Updated: Mon, Jan 26 2009. 10 05 PM IST
A refreshing visual language
Sulekha.com
JWT
Yes, they do make ads without celebrities, and do a fine job. After a long time,
we see a commercial which uses a mint-fresh narrative style to perfection. The art direction in this film is startlingly good and creates a refreshingly new visual language. Released at the end of the year, one hopes this was made for purposes other than awards. It would be a shame to waste this film on a lousy award.
A story told with grace, restraint
Tata Indicom/Haier
Contract Advertising
Now here’s a brand I never thought would appear on this side of the balance
sheet. Recent history indicated that this brand was resolute in bucking the general telecom trend of producing consistently interesting work but something seems to have changed. The Yousuf-Irfan commercial rings true and comes as a sprig of freshness in the otherwise arid landscape of this brand. Usually, stories involving relatives of celebrities are cringe-inducing (remember Yuvraj Singh and his mom?) but this one is told with grace and restraint.
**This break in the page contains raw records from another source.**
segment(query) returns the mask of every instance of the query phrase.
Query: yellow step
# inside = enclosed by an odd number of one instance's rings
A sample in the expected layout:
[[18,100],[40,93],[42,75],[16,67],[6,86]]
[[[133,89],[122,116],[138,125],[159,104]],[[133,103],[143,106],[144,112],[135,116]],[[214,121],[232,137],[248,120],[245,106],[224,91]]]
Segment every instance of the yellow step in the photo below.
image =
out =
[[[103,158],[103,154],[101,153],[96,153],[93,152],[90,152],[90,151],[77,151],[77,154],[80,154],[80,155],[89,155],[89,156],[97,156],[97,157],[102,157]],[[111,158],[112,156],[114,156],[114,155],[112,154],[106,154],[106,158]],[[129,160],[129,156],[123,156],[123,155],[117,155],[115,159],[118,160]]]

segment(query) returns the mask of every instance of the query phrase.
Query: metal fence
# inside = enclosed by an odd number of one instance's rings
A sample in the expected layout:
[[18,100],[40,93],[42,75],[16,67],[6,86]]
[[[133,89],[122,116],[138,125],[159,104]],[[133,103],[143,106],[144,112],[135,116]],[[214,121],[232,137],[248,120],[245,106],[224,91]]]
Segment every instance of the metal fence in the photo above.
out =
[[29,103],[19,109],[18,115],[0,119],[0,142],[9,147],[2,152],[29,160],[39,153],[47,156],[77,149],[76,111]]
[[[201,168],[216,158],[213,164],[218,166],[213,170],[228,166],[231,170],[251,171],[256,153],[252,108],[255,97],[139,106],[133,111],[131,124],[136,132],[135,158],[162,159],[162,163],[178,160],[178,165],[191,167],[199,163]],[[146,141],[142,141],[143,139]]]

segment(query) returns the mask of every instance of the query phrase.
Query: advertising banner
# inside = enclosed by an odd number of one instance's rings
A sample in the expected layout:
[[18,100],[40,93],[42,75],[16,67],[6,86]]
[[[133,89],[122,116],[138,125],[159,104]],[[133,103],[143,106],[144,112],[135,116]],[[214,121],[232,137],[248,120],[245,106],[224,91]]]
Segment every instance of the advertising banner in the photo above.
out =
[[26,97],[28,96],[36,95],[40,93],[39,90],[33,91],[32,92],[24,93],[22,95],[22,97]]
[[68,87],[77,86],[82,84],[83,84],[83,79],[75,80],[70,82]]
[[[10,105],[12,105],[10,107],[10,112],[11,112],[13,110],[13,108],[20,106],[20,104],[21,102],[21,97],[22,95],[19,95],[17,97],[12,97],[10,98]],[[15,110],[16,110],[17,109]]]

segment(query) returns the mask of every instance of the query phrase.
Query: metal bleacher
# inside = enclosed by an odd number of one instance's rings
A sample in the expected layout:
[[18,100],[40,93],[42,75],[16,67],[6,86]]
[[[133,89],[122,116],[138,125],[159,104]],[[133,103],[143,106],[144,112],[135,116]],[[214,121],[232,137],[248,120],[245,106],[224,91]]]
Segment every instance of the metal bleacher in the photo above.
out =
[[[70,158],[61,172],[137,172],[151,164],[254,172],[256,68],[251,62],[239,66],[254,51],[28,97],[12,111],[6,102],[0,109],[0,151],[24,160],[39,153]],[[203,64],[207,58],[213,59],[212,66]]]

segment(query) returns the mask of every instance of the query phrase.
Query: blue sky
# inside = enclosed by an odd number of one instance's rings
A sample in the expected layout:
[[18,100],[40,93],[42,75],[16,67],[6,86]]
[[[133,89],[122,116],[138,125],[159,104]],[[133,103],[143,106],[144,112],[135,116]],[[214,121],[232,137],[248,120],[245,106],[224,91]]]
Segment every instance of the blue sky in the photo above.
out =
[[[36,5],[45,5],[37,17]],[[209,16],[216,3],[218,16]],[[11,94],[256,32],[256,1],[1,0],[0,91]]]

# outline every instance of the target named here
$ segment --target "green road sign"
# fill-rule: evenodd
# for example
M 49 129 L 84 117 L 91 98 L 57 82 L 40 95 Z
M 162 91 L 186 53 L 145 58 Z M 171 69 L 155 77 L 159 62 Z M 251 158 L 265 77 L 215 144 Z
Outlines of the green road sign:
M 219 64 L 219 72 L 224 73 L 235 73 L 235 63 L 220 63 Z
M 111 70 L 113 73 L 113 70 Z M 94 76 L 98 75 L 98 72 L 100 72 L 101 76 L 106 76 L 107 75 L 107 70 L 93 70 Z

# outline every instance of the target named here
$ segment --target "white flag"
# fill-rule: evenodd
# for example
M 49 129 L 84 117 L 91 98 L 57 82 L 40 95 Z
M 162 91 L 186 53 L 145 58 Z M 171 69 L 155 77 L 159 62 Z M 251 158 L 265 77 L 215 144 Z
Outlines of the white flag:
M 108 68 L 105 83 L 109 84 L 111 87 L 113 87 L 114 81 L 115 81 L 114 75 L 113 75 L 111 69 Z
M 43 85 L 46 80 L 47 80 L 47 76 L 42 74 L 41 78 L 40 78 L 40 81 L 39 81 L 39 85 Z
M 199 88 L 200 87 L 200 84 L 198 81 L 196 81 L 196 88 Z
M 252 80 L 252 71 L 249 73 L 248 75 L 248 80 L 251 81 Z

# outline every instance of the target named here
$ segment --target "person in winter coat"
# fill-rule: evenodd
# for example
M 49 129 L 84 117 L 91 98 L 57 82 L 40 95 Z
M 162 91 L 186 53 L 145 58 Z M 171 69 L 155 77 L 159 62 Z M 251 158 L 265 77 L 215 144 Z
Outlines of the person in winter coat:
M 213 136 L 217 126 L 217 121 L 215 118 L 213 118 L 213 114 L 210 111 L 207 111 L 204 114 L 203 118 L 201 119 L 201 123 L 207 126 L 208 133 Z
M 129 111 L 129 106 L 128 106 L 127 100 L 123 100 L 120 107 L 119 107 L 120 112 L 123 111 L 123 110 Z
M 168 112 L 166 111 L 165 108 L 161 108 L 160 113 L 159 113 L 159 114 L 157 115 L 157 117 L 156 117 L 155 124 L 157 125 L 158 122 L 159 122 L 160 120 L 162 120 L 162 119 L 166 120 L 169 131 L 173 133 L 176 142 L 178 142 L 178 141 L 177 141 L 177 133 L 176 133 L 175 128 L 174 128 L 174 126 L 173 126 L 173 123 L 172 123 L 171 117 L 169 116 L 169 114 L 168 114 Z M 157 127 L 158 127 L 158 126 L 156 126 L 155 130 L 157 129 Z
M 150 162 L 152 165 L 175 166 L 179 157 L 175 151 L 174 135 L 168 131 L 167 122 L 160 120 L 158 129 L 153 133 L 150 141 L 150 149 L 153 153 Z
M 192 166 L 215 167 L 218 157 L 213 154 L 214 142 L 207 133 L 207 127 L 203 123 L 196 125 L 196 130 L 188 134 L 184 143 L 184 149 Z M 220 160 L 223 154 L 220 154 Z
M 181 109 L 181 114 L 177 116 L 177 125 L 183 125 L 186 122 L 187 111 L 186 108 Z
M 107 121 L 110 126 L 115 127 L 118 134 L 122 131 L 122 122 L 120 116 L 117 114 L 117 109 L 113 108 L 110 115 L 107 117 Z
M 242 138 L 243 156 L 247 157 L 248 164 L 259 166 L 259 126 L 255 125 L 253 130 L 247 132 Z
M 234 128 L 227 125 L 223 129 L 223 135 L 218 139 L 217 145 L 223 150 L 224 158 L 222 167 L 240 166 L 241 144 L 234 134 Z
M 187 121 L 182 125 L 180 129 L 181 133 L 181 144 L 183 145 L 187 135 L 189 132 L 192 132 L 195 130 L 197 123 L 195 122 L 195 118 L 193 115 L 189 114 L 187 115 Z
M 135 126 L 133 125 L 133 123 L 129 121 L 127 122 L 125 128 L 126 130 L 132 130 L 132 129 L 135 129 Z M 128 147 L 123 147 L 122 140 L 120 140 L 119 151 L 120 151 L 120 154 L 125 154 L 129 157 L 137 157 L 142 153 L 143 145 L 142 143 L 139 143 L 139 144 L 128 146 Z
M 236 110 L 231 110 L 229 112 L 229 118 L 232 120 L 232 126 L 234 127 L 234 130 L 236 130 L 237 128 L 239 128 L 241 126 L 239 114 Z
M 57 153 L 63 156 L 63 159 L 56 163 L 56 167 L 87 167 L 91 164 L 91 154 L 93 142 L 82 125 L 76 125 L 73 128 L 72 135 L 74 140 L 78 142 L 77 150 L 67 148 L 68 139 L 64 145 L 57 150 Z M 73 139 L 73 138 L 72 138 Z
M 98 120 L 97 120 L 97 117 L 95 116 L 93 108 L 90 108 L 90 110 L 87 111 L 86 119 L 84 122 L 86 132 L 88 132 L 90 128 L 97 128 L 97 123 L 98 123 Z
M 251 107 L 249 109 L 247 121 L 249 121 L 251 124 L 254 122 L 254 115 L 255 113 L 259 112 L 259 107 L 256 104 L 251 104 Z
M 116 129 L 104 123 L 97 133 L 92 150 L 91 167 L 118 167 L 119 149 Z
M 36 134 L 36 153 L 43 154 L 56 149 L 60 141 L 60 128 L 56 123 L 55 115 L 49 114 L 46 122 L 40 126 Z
Simple, literal but it works
Kentucky Fried Chicken/KFC
Ogilvy and Mather
Muttiah Muralitharan licks his fingers instead of wrapping them around a cricket
ball and making it turn freakishly. He licks his fingers because he has been to KFC, where the food is finger-lickingly good. Sometimes, simple, literal connections can create moments of minor joy.
Turkey of the month
Inexplicably off the mark
HDFC Standard Life
Leo Burnett
Beating back the challenge put up by the Complan and sundry Dabur ads, the
winner by a mile is HDFC with its let’s-kill-daddy life insurance ad.
For a brand that has consistently spoken insightfully to its audience, this one is inexplicably off the mark. To have an utterly contrived dialogue that leads a stranger to ask a child to imagine his father dead is an act of perversity without many parallels in advertising.
Granted, there is no easy way to talk about death but surely, parading that possibility ham-handedly in front of a 10-year-old could have been avoided.